Homecoming dresses. They are either really pretty or really ugly. They are really trashy or really classy. There has been a huge trend featuring cut outs and tightness and glittery things and it has become ridiculous. Girls are going to extreme lengths to try to achieve this very popular trend and end up looking half naked.
I went to homecoming this Saturday with my best friend, Olivia, and my sister, Cherry Ann, and we were shocked to see so many people wearing such revealing things. We had fun but it bothered me to see that so many girls opted for dresses that did not cover themselves. Their hair and makeup would be gorgeous and then it looked like half of their dress was missing. They weren't ugly; they just weren't what I would consider decent.
Everyone has their own opinion but I believe that if you are going to flash someone accidentally from the cut outs around your breasts or when you sit down, I can obviously see under your dress or your dress might rip from being too tight, then you probably shouldn't wear it.
As young women, we are trying to earn respect from men and people around us and how we dress and act in our everyday lives or at events matters because people perceive you a certain way according to what you wear.
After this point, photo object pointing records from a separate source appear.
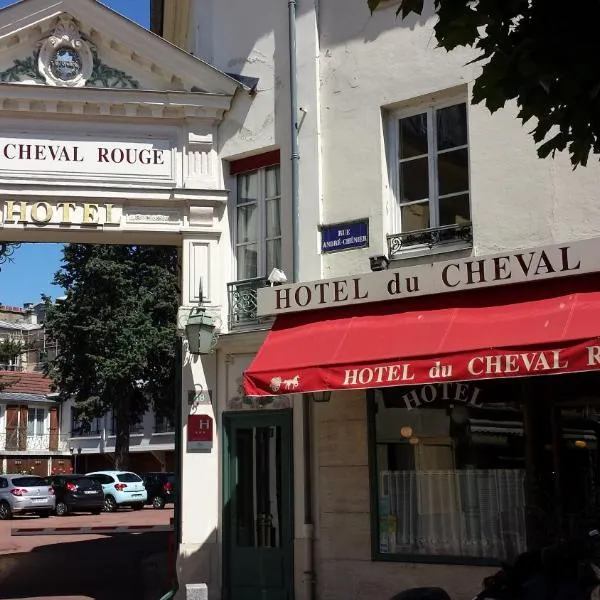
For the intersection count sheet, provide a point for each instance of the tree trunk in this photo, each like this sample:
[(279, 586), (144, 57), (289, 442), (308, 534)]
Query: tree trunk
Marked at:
[(122, 423)]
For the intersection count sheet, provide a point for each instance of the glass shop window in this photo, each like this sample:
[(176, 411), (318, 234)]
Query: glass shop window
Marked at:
[(449, 471)]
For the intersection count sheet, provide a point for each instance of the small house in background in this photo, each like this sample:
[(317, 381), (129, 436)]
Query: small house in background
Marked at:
[(42, 436)]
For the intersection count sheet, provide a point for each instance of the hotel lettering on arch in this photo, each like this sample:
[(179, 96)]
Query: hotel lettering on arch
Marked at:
[(480, 384)]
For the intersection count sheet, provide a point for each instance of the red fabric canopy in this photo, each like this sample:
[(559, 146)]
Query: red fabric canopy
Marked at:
[(514, 331)]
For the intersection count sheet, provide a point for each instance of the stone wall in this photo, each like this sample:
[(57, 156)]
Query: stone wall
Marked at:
[(344, 567)]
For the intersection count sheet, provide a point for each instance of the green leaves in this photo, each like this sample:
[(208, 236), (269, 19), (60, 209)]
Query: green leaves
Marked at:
[(10, 350), (116, 331), (541, 54)]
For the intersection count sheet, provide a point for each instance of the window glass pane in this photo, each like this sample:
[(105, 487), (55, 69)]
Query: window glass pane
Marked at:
[(415, 216), (453, 172), (273, 218), (451, 126), (450, 462), (272, 183), (413, 136), (273, 255), (247, 224), (35, 421), (455, 210), (414, 180), (247, 261), (247, 187)]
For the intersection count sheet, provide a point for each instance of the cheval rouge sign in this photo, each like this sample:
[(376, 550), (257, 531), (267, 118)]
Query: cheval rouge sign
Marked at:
[(150, 158), (575, 258)]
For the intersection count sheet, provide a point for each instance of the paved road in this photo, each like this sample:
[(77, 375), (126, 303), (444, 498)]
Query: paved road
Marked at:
[(80, 567)]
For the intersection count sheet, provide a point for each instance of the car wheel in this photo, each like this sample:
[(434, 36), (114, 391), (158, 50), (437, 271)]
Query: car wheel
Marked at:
[(158, 502), (61, 509), (110, 504), (5, 512)]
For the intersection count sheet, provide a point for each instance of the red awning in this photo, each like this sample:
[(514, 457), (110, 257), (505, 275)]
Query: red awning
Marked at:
[(527, 329)]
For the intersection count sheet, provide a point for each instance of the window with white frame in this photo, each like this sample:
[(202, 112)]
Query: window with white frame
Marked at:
[(258, 222), (83, 427), (36, 421), (432, 172)]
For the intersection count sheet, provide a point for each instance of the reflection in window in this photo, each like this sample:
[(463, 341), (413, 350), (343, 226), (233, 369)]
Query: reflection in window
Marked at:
[(258, 223), (433, 168), (450, 475), (452, 461)]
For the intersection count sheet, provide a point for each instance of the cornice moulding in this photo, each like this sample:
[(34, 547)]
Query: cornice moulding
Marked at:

Men are visual beings, for the most part, and tend to notice what you're wearing and what you're wearing gives them certain "standards." If they look at a girl wearing head-to-toe black or dark colors then they tend to assume that person is "goth" or "emo" and yes, sometimes it's true but when you go to an event and dress scantily then they often times don't have the respect for you that night or any other time that we as women want.
We then also create this idea that we should look a certain way and yes, we should be able to wear what we want but we should also understand the consequences of things we wear. Older generations question us because our newer generations have taken "fashion" to this point that none of them ever felt the need for and because of that we are also losing or failing to earn their respect as well. Studies have shown that what we wear affects people around us. The color red is often associated with sexiness, maturity, lust, and luxuriousness but it also triggers the same part of the brain that makes men think of tools. So when they look at you, they think about you in red being associated with a hammer. Now, take that image and add the fact that your dress was skin tight, super short, and was low-cut. All that teenage boy is doing is envisioning you, their extreme "attraction" to you, and that hammer. It doesn't feel good to be thought of as a tool, does it? Boys don't realize it, either. They know what they're thinking but they don't understand that it's giving them unrealistic ideas about women, as well.
There also always seems to be this unspoken tension between girls as well about the need to try and outdo one another, but we don't have to do that by wearing less and less. You could always try for the prettiest hair or most "on-fleek" brows, instead. It doesn't have to be the skimpiest dress girls. It really doesn't. If it's what you really love fine but at least consider what other people actually think before you decide to go out in it. I know I might sound like a prude but I believe honesty is the best policy and I honestly believe that a horrible trend of under dressing has hugely taken over and that it needs to end because all it is doing is affecting younger people, our generation, and older generations negatively.